Giles Fraser  © not advert

Wine has been grown around the village of St Emilion for centuries. As far as the eye can see, in all directions, thousands of hectares of vineyard score the gently rolling hills. The overwhelming impression is one of glorious order.

Each row of perfectly manicured vine is concluded with an exclamation mark of roses. With obsessive care and continual effort, nature is tamed and redirected towards human enjoyment, creating some of the finest wines ever drunk. As the sun relentlessly beats down, I sit with M. Rollet in his gem of a chateau, and raise a glass of his 2001 Grand Cru. This is absolute heaven.

As a priest, I cannot think about wine without thinking also about the eucharist. When I was chaplain of Wadham College, Oxford, I used to choose the wine for the eucharist with Gervase, the cellarer. On a number of occasions, I have consecrated some really great bottles of Bordeaux, mostly for funerals. Later, during the Israeli-Lebanese war in 2006, I took to celebrating with Chateau Mussar, that remarkable Lebanese wine grown close to where some of the fiercest fighting took place.

In eucharistic mode, the primary connotations of wine are blood and sacrifice. Such dark and powerful conceptions can, however, easily block out any engagement with the chalice as the cup of joy and of salvation. Unfortunately, some Christian spirituality seems to get stuck on the cross, for ever recapitulating the themes of death, as if endlessly trapped in some gloomy gothic novel.

Of course, the cross cannot be by-passed. The difference between real joy and mere pleasure is that joy is the taste of suffering transformed. And it is precisely this transformation that allows us, rightly, to speak of the eucharist as a celebration.

Drinking wine with M. Rollet makes me ponder that happiness ought to play a greater part in the Christian life than it does at present. Jesus was accused of being a boozer and a glutton. In contrast to the life-changing joie de vivre of our Saviour, too many religious people describe a life that is so utterly miserable one wonders that it attracts anybody other than masochists and self-haters. Of course, they pretend it is not miserable — re-describing starchiness as virtue. But few are genuinely fooled.

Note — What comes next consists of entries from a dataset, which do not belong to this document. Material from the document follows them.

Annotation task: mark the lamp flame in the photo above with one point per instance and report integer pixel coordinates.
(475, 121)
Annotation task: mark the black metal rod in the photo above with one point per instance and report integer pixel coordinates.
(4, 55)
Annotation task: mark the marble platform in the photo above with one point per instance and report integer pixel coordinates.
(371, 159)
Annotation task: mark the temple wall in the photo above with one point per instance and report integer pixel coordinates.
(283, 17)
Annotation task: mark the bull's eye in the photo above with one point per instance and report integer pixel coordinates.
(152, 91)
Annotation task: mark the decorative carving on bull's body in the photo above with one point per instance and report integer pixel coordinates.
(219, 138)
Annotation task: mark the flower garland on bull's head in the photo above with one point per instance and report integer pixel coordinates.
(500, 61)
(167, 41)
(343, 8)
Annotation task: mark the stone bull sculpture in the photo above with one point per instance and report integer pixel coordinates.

I am sure that there are many terribly important things going on in Canterbury. But, speaking to some of the people involved in the meetings and prayer sessions, I think it sounds a dreary and draining experience. Anglicanism is all rather Calvary at the moment. But there is so much more to God than this. Christians ought to throw better parties.

The Revd Dr Giles Fraser is Team Rector of Putney, in London.